# Integral Sin(ax)^2 Between Infinity and 0

1. Jun 12, 2012

### Nick789

Need result for integral
Sin(ax)*Sin(ax) Between Infinity and 0

Cant find this anywhere but there is a standard result with a in it.

2. Jun 12, 2012

### micromass

Staff Emeritus
That integral won't exist in general.

3. Jun 12, 2012

### Nick789

Should do need it for a normalisation problem

have to square the wavefunction then integrate

wavefuction form: sin(ax)

so need to integrate sin(ax)^2 over all space

problem is part of infinite square well limits should between infinity and 0.
V=0 for x< a
v= infinity for x>a

Maybe I'm thinking of the wrong limits.

should probably be between a and -a ?

Last edited: Jun 12, 2012
4. Jun 12, 2012

### Whovian

Think about it. It's periodic and always nonnegative. Assuming a≠0, every period will have finite area.
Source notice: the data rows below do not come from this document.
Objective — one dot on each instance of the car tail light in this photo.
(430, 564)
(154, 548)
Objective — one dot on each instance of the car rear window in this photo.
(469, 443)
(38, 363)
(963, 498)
So the sum of the areas of the infinite periods ...

5. Jun 12, 2012

### algebrat

the wave function is zero where the potential is infinite

6. Jun 12, 2012

### Nick789

Yeah my limits are wrong because the well is bound between a and -a

so need integral between -a and a for sin(ax)^2

7. Jun 12, 2012

### Millennial

You mean $\displaystyle \int_{-a}^{a}\sin^2(ax)dx$ I presume.
Did you try the half-angle identity and u-substitution?

8. Jun 12, 2012

### rbj

Nick, take a look at http://en.wikipedia.org/wiki/Wikipedia:Math and learn (it's very easy) a little math-symbol paste-up, like LaTeX. perhaps there is a better description somewhere.

just remember that $\sin^2(x)$ has an average value of 1/2 and if you integrate any non-zero constant over anything to $\infty$, you will get an infinite number. and i am wondering if the limits should be from -1/a to +1/a ? or should it be a 1/a in the sin() argument?